TI SENS, 6 décembre 2006 : RG n° 06-000239 ; jugement n° 06/306

(sur appel CA Paris (pôle 4 ch. 9), 25 mars 2010 : RG n° 07/09657)

 

Extraits : 1/ « L'article 125 du Nouveau Code de procédure civile fait obligation au juge de relever d'office les fins de non-recevoir lorsqu'elles revêtent un caractère d'ordre public. Aux termes de l'article L. 311-37 du Code de la consommation, l'action en paiement née d'un contrat de crédit à la consommation doit être engagée dans le délai de deux ans qui suit l'évènement qui lui a donné naissance. »

2/ « Cependant, la clause aux termes de laquelle le montant de l'ouverture de crédit fixé initialement a peut être dépassé avec l'accord du prêteur en fonction des tirages de l'emprunteur ne prévoit pas que l'augmentation du montant du découvert doit être réalisé dans les termes d'une nouvelle offre préalable, qui doit être acceptée par l'emprunteur et qui ouvre une faculté de rétractation. Ainsi, cette clause n'impose pas au prêteur, pour chaque nouveau crédit que constitue l'augmentation du montant du crédit initial, de délivrer à l'emprunteur une nouvelle offre préalable, que ce dernier doit formellement accepter. En outre, l'emprunteur ne dispose donc pas, à cette occasion, de la faculté d'ordre public de rétracter son acceptation.

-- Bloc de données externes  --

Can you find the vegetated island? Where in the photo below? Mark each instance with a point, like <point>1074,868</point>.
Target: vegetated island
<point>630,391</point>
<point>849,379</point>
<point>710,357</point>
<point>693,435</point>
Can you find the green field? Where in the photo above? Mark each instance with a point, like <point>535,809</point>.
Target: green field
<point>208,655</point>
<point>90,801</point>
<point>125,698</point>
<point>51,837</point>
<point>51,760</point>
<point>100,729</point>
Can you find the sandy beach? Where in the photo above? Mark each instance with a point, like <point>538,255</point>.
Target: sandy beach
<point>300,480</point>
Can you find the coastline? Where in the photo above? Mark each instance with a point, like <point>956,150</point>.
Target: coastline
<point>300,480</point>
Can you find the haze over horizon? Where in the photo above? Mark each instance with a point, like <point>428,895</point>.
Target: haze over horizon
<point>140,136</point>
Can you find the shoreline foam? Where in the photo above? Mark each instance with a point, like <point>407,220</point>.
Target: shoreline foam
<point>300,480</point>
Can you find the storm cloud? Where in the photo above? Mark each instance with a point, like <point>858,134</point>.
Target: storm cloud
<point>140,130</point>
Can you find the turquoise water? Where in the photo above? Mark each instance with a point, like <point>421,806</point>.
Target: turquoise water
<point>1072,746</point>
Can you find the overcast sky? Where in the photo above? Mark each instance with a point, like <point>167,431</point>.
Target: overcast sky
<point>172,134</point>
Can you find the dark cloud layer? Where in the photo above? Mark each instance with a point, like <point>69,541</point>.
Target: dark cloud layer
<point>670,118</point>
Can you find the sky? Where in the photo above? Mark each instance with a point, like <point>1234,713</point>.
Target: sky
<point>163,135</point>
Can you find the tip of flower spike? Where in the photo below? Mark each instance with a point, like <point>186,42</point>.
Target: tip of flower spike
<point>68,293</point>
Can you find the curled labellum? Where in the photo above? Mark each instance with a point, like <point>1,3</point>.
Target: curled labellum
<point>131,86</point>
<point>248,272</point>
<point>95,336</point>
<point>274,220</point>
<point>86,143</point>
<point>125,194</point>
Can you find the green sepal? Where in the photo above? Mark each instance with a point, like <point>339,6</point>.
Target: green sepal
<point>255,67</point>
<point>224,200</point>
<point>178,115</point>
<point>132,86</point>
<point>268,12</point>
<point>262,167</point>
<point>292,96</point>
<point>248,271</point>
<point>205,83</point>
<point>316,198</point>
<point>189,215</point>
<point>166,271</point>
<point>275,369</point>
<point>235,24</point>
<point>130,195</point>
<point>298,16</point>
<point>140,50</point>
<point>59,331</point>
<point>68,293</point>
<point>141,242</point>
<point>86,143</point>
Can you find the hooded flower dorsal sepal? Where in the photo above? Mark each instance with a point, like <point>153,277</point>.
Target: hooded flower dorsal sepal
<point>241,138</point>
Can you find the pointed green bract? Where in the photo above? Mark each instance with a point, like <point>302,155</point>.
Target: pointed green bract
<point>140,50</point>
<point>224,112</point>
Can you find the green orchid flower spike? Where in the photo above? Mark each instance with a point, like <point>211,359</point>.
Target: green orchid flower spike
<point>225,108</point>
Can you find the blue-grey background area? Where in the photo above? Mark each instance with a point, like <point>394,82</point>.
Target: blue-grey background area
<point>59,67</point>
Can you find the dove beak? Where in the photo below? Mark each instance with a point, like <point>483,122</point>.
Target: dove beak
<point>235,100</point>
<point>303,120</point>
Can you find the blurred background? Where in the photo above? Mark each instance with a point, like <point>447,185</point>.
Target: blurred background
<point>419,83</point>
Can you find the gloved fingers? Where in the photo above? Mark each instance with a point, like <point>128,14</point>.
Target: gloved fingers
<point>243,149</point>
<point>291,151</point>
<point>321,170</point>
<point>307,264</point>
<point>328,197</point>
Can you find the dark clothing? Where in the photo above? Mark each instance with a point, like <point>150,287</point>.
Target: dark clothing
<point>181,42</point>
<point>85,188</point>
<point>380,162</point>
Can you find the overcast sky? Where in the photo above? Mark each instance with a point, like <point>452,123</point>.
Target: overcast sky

Dès lors, cette clause crée un déséquilibre significatif entre les droits et les obligations des parties au détriment du consommateur et, de ce fait, se trouve réputée non écrite par application de l'article L. 132-1 du Code de la consommation (Commission des clauses abusives, Avis 04-02 et 04-03 du 24 juin 2004 ; Avis Cass. 10 juillet 2006). En effet, l'augmentation du plafond d'une ouverture de crédit ne peut être réalisée que dans les termes d'une offre préalable, et la stipulation permettant l'augmentation tacite de l'ouverture de crédit, n'a donc aucune incidence sur la détermination du point de départ du délai de forclusion. En toute hypothèse, un crédit dont le plafond est stipulé révisable ne peut néanmoins être augmenté sans que l'emprunteur ait été saisi d'une nouvelle offre préalable (Civ. 1ère, 26 octobre 2004, pourvoi n° 02-20564), ce dernier ne pouvant renoncer au dispositif protecteur des articles L. 311 -8 et suivants du Code de la consommation.

En conséquence, la stipulation permettant l'augmentation du plafond initial est illicite et réputée non écrite. »

 

TRIBUNAL D’INSTANCE DE SENS

JUGEMENT DU6 DÉCEMBRE 2006

 

ÉLÉMENTS D’IDENTIFICATION DE LA DÉCISION          (N.B. : mention ne figurant pas sur l’original)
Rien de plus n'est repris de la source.